What is Eclampsia?
Eclampsia is a life threatening complication of pregnancy followed by previously diagnosed with pre-eclampsia that experienced seizures or coma. It usually develops in late second trimester or in the third trimester. It is most fatal experience for pregnant women during pregnancy. In this critical situation, nurses play a vital role to avoid maternal and fetal injury. Careful nursing intervention helps eclampsia patient to prevent further convulsion and safely delivered the baby.
Nursing Intervention for Eclampsia Patient:
Some key nursing interventions of eclampsia patient have pointed out in the below:
- Open intravenous line in both hand and start a fluid as order.
- Indwelling foley’s catheter to monitor urine output and most of the magnesium excrete by urine.
- Keep the patient NPO to prevent aspiration.
- Keep the patient lateral position to avoid aspiration of vomits and secretions.
- Give suction of oral secretion and vomiting gently.
- Insert padded tongue blade or airway tube to avoid tongue bite and open the airway properly.

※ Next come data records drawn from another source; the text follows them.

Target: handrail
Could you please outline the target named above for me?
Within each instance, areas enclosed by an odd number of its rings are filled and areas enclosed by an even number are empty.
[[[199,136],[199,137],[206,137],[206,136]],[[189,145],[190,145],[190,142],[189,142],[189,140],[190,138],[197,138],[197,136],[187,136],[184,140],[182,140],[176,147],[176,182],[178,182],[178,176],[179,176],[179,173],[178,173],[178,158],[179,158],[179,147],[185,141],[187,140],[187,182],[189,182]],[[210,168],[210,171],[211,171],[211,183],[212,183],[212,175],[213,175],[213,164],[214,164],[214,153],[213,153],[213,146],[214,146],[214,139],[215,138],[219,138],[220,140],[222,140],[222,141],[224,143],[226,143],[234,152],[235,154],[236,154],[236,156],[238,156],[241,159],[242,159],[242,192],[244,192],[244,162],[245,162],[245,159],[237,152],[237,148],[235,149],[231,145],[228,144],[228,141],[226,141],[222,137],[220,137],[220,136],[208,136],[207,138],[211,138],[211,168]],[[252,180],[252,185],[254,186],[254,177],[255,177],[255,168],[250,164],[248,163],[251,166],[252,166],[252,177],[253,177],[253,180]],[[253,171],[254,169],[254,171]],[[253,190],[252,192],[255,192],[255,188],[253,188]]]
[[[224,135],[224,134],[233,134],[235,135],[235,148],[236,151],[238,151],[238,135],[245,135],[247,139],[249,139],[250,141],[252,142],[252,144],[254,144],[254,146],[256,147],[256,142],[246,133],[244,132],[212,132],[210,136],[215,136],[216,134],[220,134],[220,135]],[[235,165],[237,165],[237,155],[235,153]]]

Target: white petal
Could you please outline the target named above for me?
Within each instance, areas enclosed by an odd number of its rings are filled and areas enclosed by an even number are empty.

- Avoid inducing gag reflex of eclampsia patient.
- Ensure oxygenation 8-10 L/min through face mask to avoid hypoxia and metabolic acidosis.
- Analyze Arterial Blood Gas (ABG) if oxygen saturation showing abnormal (less than 92%).

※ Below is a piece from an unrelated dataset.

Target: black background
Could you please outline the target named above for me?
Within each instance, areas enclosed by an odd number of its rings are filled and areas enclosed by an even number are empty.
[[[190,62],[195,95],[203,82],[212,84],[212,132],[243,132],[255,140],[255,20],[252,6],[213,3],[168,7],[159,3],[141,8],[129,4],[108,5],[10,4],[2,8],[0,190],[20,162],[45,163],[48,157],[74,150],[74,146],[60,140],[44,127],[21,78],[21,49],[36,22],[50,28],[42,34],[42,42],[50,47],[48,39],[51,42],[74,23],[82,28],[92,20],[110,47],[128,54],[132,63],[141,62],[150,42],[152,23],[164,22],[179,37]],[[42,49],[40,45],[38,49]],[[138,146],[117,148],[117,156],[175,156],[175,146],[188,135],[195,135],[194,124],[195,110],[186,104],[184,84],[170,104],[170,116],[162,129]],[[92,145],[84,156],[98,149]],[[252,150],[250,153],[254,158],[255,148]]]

- Keep bed side rails up to prevent fall of eclampsia patient.
- Use of physical restraints as needed.
- Check vital sign every 15 minutes during critical time (First 1-4hours).

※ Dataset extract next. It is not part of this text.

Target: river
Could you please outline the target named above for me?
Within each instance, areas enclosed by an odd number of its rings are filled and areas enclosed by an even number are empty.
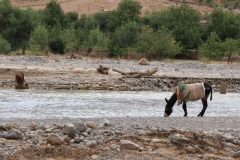
[[[165,100],[172,92],[102,90],[0,89],[0,118],[163,117]],[[188,116],[202,109],[201,101],[187,103]],[[175,104],[172,117],[182,117]],[[213,92],[206,117],[240,117],[240,94]]]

- Start inj. Magnesium Sulfate loading dose of 6gms over 15-20minutes as order.
- Carefully administer maintenance dose of 2gm per hour as a continuous intravenous solution as order.
- If repeatedly convulsion occurs, give inj. Sodium Amobarbital 250mg intravenous over 3-5minutes as doctor order.
- Do not administer inj. Diazepam to stop the convulsion.
- If use injection diazepam then ensure intravenous and keep ready skilled person who can intubate the patient immediately.
- If respiratory arrest occurs ensure ventilation immediately.
- Carefully monitor magnesium toxicity like flushing, a feeling of warmth, nausea, vomiting, double vision and slurred speech.
- Try to keep systolic blood pressure between 140mmHg to 160mmHg and diastolic blood pressure 90mmHg to 110mmHg as order.
- Give inj. Hydralazine 5 to 10mg bolus or inj. Labetalol 20 to 40mg every 15 minutes as order.
- Give oral Nifediphine 10 to 20mg every 30 minutes as order if patient conscious.
- Check fetal heart rate during and immediately following a convulsion.
- If Bradycardia persists beyond 10 to 15 minutes despite all efforts, check the eclampsia patient of abruption placenta.
- Prepare the patient for delivery that is indicated for patient as doctor order.
- After delivery carefully monitor vital sign of patient and evaluate risk of further convulsion.
- Strictly monitor intake output and urine color.
- If Oliguria present, inform doctor and increase fluid intake and reduce the dose of magnesium sulfate.
- Ensure Magnesium Sulfate at least 24hours after delivery or for at least 24 hours after last convulsion.
- After delivery, promote adequate rest for eclampsia patient by ensuring quite environment.